Giuliano Amato, L’Unità 25/11/2013, 25 novembre 2013
RODOLFO BOLLINI, IL MEGLIO DELLA FUNZIONE PARLAMENTARE
IN OCCASIONE DEI 90 ANNI DI RODOLFO BOLLINI non voglio che manchi la manifestazione della mia stima, che è vera e propria ammirazione, per un uomo che ha rappresentato per tutti noi e in particolare per me il meglio della funzione parlamentare, un meglio di cui forse si sono perse oggi le condizioni.
Attraverso la sua lunga esperienza di senatore, cinque legislature nel corso delle quali si venne specializzando nella difficile e complessa materia della contabilità e del bilancio, Bollini ne divenne uno dei maggiori esperti.
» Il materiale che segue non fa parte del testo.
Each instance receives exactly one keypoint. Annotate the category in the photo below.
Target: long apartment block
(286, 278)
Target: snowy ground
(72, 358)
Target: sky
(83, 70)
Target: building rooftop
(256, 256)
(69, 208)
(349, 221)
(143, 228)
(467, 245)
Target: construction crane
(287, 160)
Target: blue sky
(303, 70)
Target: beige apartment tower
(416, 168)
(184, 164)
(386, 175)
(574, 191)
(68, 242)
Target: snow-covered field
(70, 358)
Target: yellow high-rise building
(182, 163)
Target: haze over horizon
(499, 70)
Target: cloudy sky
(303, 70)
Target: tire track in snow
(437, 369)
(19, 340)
Era componente rispettatissimo della commissione Bilancio quando io divenni per la prima volta ministro del Tesoro nel 1987. I funzionari del Ministero mi avvertirono: «Quando si presenterà alla commissione Bilancio del Senato si prepari bene ministro, perché lì troverà il senatore Bollini, che di sicuro le porrà le questioni più penetranti e piu pertinenti».
Entrai in quella commissione e guardai subito verso di lui con la stessa trepidazione con cui mi ero presentato agli esami più difficili in Università. E constatai presto che ce n’erano tutte le ragioni. Il senatore Bollini navigava fra le norme e i grandi e piccoli numeri proposti dal governo con una padronanza allora ben superiore alla mia e con una disarmante capacità di scoperchiarne le debolezze e le incongruenze. Riuscii ciò nondimeno a cavarmela e da allora, grazie anche all’intelligenza e alla sapienza del presidente della commissione, che era Nino Andreatta, si stabilì anzi un ponte fra me, lo stesso Andreatta, Bollini e quindi l’intera commissione, che ci consentì di anticipare nei fatti alcune delle nuove regole che avrebbe poco dopo introdotto la nuova legge di contabilità, a cui tanto lavorò alla Camera Giorgio Macciotta.
Bollini lasciò agli inizi degli anni Novanta e lasciò da vice-presidente della commissione Bilancio. Il Parlamento perse allora una delle colonne su cui si era retta la sua funzione di controllo, una colonna grazie alla quale il controllo riusciva a trasformarsi al di fuori di ogni intento co-gestivo in concorso al miglioramento dell’azione di governo. Ed è proprio in questo il meglio della funzione parlamentare, dalla quale ero partito.
Nel ricordo di tutto ciò, non ci si può non chiedere se non dovrebbe trarne lezione la politica del nostro tempo, nella quale sembra trionfare l’aspettativa che l’informazione (magari acquisita esclusivamente «in rete» e chissà da quali fonti) possa tener luogo della formazione, della stessa formazione sul campo, e tener testa ai poteri burocratici forti, dei quali invece si sa solo lamentare, magari con parole infuocate, l’inesorabile impenetrabilità.
Non erano impenetrabili, quei poteri, per Bollini. E non lo erano perché la sua competenza e la sua lunga presenza in Parlamento erano non titoli di demerito, non ragioni per sbarazzarsene, ma un patrimonio che il suo partito seppe e volle mettere a disposizione delle sue politiche e del paese.
Lo so, sono vecchio anch’io ed è facile considerarmi nulla più che un laudator temporis acti. Ma ci pensino i più giovani. E si uniscano a noi non solo negli auguri, ma nell’omaggio che merita Rodolfo Bollini.